En 2006, El diablo viste de Prada llegó a los cines como una comedia elegante sobre el mundo de la moda. Dos décadas después, y a las puertas de su secuela, la película dirigida por David Frankel se revela como algo más complejo: un retrato preciso de cómo operan el poder, la ambición y el juicio moral cuando quien los encarna es una mujer.
La historia es conocida. Andy Sachs, una joven periodista interpretada por Anne Hathaway, consigue un trabajo en la revista Runway, dirigida por la temida Miranda Priestly, a la que da vida Meryl Streep. Lo que empieza como una oportunidad profesional se convierte en un proceso de transformación personal marcado por la exigencia, la presión y la renuncia.
Durante años, la lectura dominante fue sencilla: Miranda era el problema: era fría, exigente e inaccesible. Un modelo de jefa que encarnaba todo aquello que debía evitarse. Andy, en cambio, representaba la inocencia, la autenticidad, la moral intacta. La narrativa parecía clara: para no perderse, había que alejarse de ese mundo.
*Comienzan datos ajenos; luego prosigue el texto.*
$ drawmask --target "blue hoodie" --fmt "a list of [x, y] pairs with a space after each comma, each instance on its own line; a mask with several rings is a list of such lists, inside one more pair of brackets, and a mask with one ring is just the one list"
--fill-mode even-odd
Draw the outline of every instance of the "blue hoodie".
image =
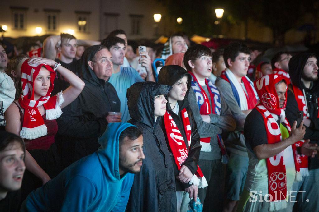
[[99, 138], [98, 151], [71, 165], [32, 192], [22, 211], [124, 211], [134, 175], [121, 178], [119, 138], [127, 123], [108, 124]]

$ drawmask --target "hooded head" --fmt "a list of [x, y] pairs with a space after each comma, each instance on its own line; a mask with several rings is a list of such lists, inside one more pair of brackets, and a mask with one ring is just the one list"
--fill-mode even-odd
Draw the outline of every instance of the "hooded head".
[[[314, 58], [316, 59], [318, 59], [318, 57], [314, 54], [304, 53], [293, 56], [289, 61], [289, 74], [291, 81], [293, 84], [301, 89], [305, 88], [303, 83], [301, 83], [301, 78], [303, 77], [304, 69], [307, 60], [311, 58]], [[316, 67], [312, 67], [314, 71], [315, 69], [316, 69], [317, 73], [317, 66]], [[316, 84], [318, 84], [317, 83]]]
[[[95, 58], [96, 54], [98, 52], [103, 49], [107, 50], [107, 49], [102, 45], [95, 45], [88, 47], [83, 53], [80, 62], [80, 66], [79, 68], [82, 71], [83, 79], [96, 85], [104, 85], [106, 81], [98, 77], [96, 74], [89, 65], [89, 61], [96, 60], [97, 59]], [[111, 71], [112, 66], [111, 63]]]
[[178, 65], [184, 67], [184, 55], [185, 54], [185, 53], [181, 52], [172, 54], [167, 58], [165, 61], [165, 65]]
[[154, 96], [167, 94], [172, 87], [153, 82], [133, 84], [127, 89], [127, 106], [132, 118], [154, 127]]
[[[101, 146], [98, 150], [97, 153], [101, 164], [113, 181], [120, 179], [119, 166], [120, 160], [120, 138], [123, 131], [130, 127], [136, 127], [136, 126], [128, 123], [110, 123], [108, 125], [105, 131], [100, 136], [98, 139]], [[141, 134], [140, 131], [139, 133]], [[144, 154], [143, 156], [144, 159]]]
[[[276, 90], [276, 84], [284, 81], [286, 85], [282, 90]], [[282, 115], [286, 107], [288, 82], [286, 79], [275, 74], [263, 76], [255, 81], [254, 84], [258, 94], [260, 102], [270, 112], [276, 115]], [[283, 84], [281, 85], [283, 86]], [[277, 86], [277, 87], [278, 86]], [[280, 94], [279, 94], [280, 93]], [[280, 96], [278, 95], [280, 95]], [[282, 95], [284, 96], [282, 96]], [[283, 105], [282, 107], [280, 104]]]
[[174, 84], [185, 76], [187, 77], [187, 95], [190, 88], [192, 77], [186, 70], [179, 66], [169, 65], [162, 67], [159, 74], [158, 83], [173, 87]]

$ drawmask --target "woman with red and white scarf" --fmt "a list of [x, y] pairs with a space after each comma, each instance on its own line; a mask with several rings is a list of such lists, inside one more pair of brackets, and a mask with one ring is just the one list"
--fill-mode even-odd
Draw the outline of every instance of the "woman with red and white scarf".
[[186, 211], [190, 198], [196, 201], [198, 188], [207, 185], [197, 165], [201, 146], [197, 126], [189, 103], [185, 99], [191, 80], [186, 70], [176, 65], [163, 67], [159, 75], [159, 83], [173, 87], [167, 95], [161, 126], [174, 165], [178, 212]]
[[[52, 60], [41, 57], [25, 58], [19, 63], [18, 67], [21, 69], [22, 91], [19, 100], [6, 111], [6, 130], [24, 139], [26, 169], [44, 184], [60, 171], [57, 170], [58, 165], [54, 164], [56, 161], [56, 161], [58, 157], [54, 143], [54, 136], [57, 131], [55, 119], [62, 114], [61, 109], [80, 94], [84, 82], [72, 72]], [[70, 86], [51, 96], [56, 71]], [[50, 161], [52, 163], [50, 165], [57, 166], [55, 167], [56, 173], [49, 176], [43, 169], [48, 171], [50, 168], [54, 169], [47, 166], [50, 165], [48, 164]]]
[[[305, 129], [303, 121], [299, 127], [296, 121], [291, 127], [286, 118], [288, 83], [276, 74], [254, 82], [260, 102], [245, 124], [249, 166], [239, 211], [289, 211], [293, 204], [291, 188], [302, 177], [295, 144], [303, 138]], [[314, 153], [304, 149], [303, 154]]]

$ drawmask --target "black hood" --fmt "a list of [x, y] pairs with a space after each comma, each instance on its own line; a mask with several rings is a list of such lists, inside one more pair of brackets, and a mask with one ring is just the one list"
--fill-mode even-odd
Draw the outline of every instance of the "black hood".
[[106, 82], [105, 80], [98, 78], [93, 70], [89, 66], [88, 62], [92, 60], [97, 52], [105, 47], [102, 45], [92, 46], [85, 50], [81, 57], [80, 61], [80, 67], [82, 70], [83, 79], [96, 86], [103, 86]]
[[154, 96], [167, 94], [169, 85], [153, 82], [137, 82], [128, 88], [126, 97], [130, 115], [132, 118], [153, 128]]
[[[293, 84], [301, 89], [305, 88], [303, 83], [301, 82], [301, 76], [303, 69], [307, 60], [314, 54], [304, 53], [298, 54], [293, 56], [289, 61], [289, 74]], [[318, 57], [315, 55], [318, 59]], [[318, 80], [315, 83], [318, 84]]]
[[177, 65], [169, 65], [162, 67], [159, 74], [158, 83], [163, 85], [173, 86], [184, 76], [187, 77], [187, 93], [190, 88], [192, 77], [187, 71]]

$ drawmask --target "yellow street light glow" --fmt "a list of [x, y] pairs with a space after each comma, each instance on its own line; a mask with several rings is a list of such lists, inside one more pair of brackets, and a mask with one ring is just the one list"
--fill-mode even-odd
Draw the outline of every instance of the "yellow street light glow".
[[68, 34], [69, 34], [70, 35], [73, 35], [74, 34], [74, 30], [72, 30], [71, 29], [69, 29], [67, 32], [68, 32]]
[[42, 32], [42, 27], [35, 27], [35, 32], [37, 34], [40, 34]]
[[78, 25], [79, 26], [84, 26], [86, 24], [86, 21], [85, 20], [84, 21], [78, 21]]
[[216, 17], [218, 18], [223, 18], [224, 9], [215, 9], [215, 14], [216, 14]]
[[154, 18], [154, 21], [155, 22], [160, 22], [160, 19], [162, 18], [162, 15], [160, 14], [154, 14], [153, 17]]
[[4, 31], [6, 31], [8, 29], [8, 26], [7, 25], [2, 25], [2, 26], [1, 27], [1, 28]]
[[177, 21], [178, 24], [182, 24], [182, 22], [183, 22], [183, 19], [181, 17], [177, 18], [176, 20]]

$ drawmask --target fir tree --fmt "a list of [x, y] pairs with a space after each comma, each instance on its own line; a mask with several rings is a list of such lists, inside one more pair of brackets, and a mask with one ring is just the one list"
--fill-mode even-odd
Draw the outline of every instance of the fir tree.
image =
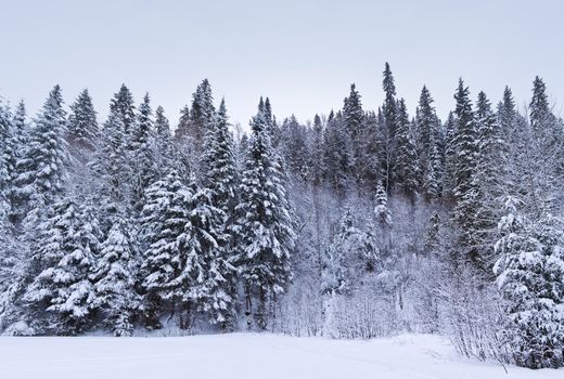
[[209, 81], [204, 79], [192, 95], [192, 108], [190, 109], [190, 120], [192, 121], [192, 138], [200, 152], [206, 130], [214, 123], [216, 109], [214, 107], [214, 96]]
[[165, 109], [158, 106], [155, 110], [155, 169], [164, 178], [171, 169], [178, 169], [177, 149], [170, 132], [170, 123], [165, 116]]
[[143, 97], [139, 106], [137, 122], [131, 130], [131, 172], [133, 174], [133, 205], [142, 208], [143, 192], [157, 177], [154, 166], [152, 138], [153, 138], [153, 110], [149, 93]]
[[239, 265], [244, 282], [247, 313], [253, 295], [258, 297], [256, 321], [265, 328], [267, 302], [284, 291], [292, 278], [291, 252], [295, 232], [292, 209], [282, 182], [279, 160], [273, 156], [264, 110], [253, 118], [253, 134], [242, 173], [236, 209]]
[[[104, 219], [129, 209], [131, 204], [131, 172], [127, 155], [127, 141], [121, 117], [110, 112], [102, 130], [100, 147], [91, 162], [98, 178], [101, 211]], [[108, 220], [110, 221], [110, 220]], [[105, 225], [108, 231], [112, 223]]]
[[25, 156], [16, 165], [20, 174], [14, 179], [13, 195], [17, 204], [28, 208], [31, 204], [35, 209], [52, 204], [63, 191], [68, 153], [63, 138], [66, 120], [62, 104], [61, 88], [55, 86], [35, 120]]
[[190, 108], [188, 105], [184, 105], [182, 109], [180, 109], [180, 120], [178, 121], [177, 129], [175, 131], [175, 139], [177, 141], [183, 141], [190, 135]]
[[[80, 334], [90, 322], [93, 288], [89, 274], [99, 248], [92, 208], [67, 197], [53, 205], [39, 233], [31, 257], [39, 272], [23, 297], [27, 317], [40, 326], [36, 332]], [[44, 318], [48, 324], [41, 326], [38, 321]]]
[[211, 324], [226, 328], [234, 319], [234, 257], [228, 256], [226, 249], [226, 214], [213, 205], [211, 195], [207, 188], [194, 191], [190, 222], [178, 237], [180, 250], [190, 254], [177, 280], [187, 282], [191, 288], [201, 287], [201, 293], [195, 296], [197, 306]]
[[397, 188], [413, 198], [418, 190], [418, 157], [403, 99], [398, 103], [397, 117], [394, 178]]
[[529, 104], [530, 126], [538, 135], [546, 131], [548, 123], [553, 120], [550, 112], [549, 97], [547, 95], [547, 86], [538, 76], [533, 82], [533, 99]]
[[461, 230], [460, 246], [465, 250], [466, 258], [475, 265], [483, 266], [484, 262], [477, 249], [479, 245], [476, 221], [479, 196], [475, 180], [477, 135], [469, 93], [469, 89], [460, 79], [454, 94], [457, 134], [453, 141], [456, 148], [453, 219]]
[[557, 367], [564, 364], [562, 220], [544, 213], [531, 222], [521, 207], [517, 199], [507, 199], [496, 244], [495, 272], [507, 300], [510, 343], [517, 365]]
[[[439, 170], [437, 161], [432, 162], [433, 159], [436, 160], [436, 156], [439, 154], [437, 148], [438, 146], [435, 145], [438, 118], [433, 102], [434, 100], [426, 86], [423, 86], [419, 97], [418, 117], [415, 118], [415, 134], [419, 156], [418, 170], [420, 173], [420, 183], [423, 184], [427, 196], [437, 197], [437, 180], [441, 180], [441, 178], [436, 178], [438, 174], [436, 171]], [[430, 172], [431, 169], [434, 170], [433, 173]], [[432, 182], [430, 182], [430, 180]], [[432, 186], [433, 188], [431, 188]]]
[[[190, 248], [193, 188], [171, 171], [145, 192], [141, 212], [141, 239], [145, 246], [142, 263], [143, 316], [148, 328], [159, 328], [159, 313], [178, 312], [180, 327], [190, 327], [193, 312], [203, 297], [203, 257]], [[181, 237], [182, 236], [182, 237]], [[195, 241], [194, 241], [195, 243]]]
[[236, 162], [234, 143], [229, 131], [226, 102], [221, 100], [214, 128], [206, 136], [206, 149], [203, 158], [204, 186], [211, 191], [213, 204], [221, 209], [232, 225], [232, 214], [236, 204]]
[[382, 106], [382, 118], [381, 131], [380, 131], [380, 145], [381, 157], [380, 161], [382, 165], [382, 179], [386, 191], [389, 191], [394, 184], [394, 165], [395, 165], [395, 138], [397, 129], [397, 102], [396, 102], [396, 86], [394, 83], [394, 76], [389, 68], [389, 64], [386, 62], [384, 69], [384, 80], [382, 83], [384, 89], [384, 105]]
[[94, 293], [90, 301], [103, 311], [104, 323], [116, 337], [131, 336], [139, 308], [134, 289], [138, 258], [129, 230], [124, 219], [115, 218], [91, 274]]
[[[488, 269], [493, 264], [490, 246], [493, 245], [501, 196], [507, 181], [507, 159], [503, 135], [484, 92], [476, 103], [477, 162], [475, 181], [478, 187], [477, 224], [483, 260]], [[490, 272], [490, 270], [488, 270]]]
[[333, 115], [332, 110], [323, 134], [324, 177], [339, 194], [343, 194], [350, 181], [352, 153], [350, 139], [343, 128], [341, 118]]
[[67, 136], [72, 144], [76, 143], [79, 147], [88, 149], [94, 148], [99, 130], [97, 113], [88, 90], [80, 92], [76, 102], [70, 105], [66, 128]]
[[443, 196], [448, 200], [454, 199], [456, 169], [457, 169], [457, 122], [454, 114], [449, 113], [445, 122], [445, 174], [443, 177]]
[[110, 112], [116, 115], [124, 125], [124, 133], [129, 135], [136, 122], [136, 105], [131, 91], [121, 84], [119, 91], [114, 94], [110, 103]]

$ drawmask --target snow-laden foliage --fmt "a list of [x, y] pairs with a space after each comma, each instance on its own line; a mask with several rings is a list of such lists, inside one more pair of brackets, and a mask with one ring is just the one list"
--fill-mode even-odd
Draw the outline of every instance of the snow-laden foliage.
[[86, 90], [68, 118], [59, 87], [33, 120], [2, 103], [0, 328], [421, 331], [562, 366], [564, 122], [544, 81], [523, 114], [461, 79], [445, 122], [427, 86], [411, 117], [389, 64], [382, 84], [383, 104], [352, 84], [305, 123], [261, 97], [249, 132], [208, 80], [176, 130], [125, 84], [101, 128]]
Sin embargo, vista hoy, la película plantea interrogantes nuevos. La pregunta ya no es qué tipo de mujer es Miranda, sino qué sistema la ha hecho posible. Y, sobre todo, por qué ese sistema sigue exigiendo a las mujeres una negociación constante entre éxito y aceptación.
Miranda Priestly no es solo una editora de moda: es una mujer que ha alcanzado el poder en un entorno profundamente competitivo, históricamente dominado por hombres en sus estructuras económicas y de decisión. Su autoridad no es un exceso, sino una condición de supervivencia. La frialdad que la define no es tanto una elección como una estrategia. La película lo muestra perfectamente: para mantenerse en esa posición, no puede permitirse ser amable.
El contraste con Andy es significativo. Su transformación —del jersey azul descuidado a los estilismos impecables— no es solo estética. Es una adaptación a las reglas del entorno por la que aprende a moverse, a anticipar y a responder a unas exigencias exorbitadas. Gana competencias, aunque ese aprendizaje tiene un coste. La pérdida de su vida personal, la distancia con sus amigos, la incomodidad moral ante ciertas decisiones. El mensaje implícito es claro: el éxito exige sacrificios, pero en el caso de las mujeres esos sacrificios son observados, juzgados y, a menudo, penalizados.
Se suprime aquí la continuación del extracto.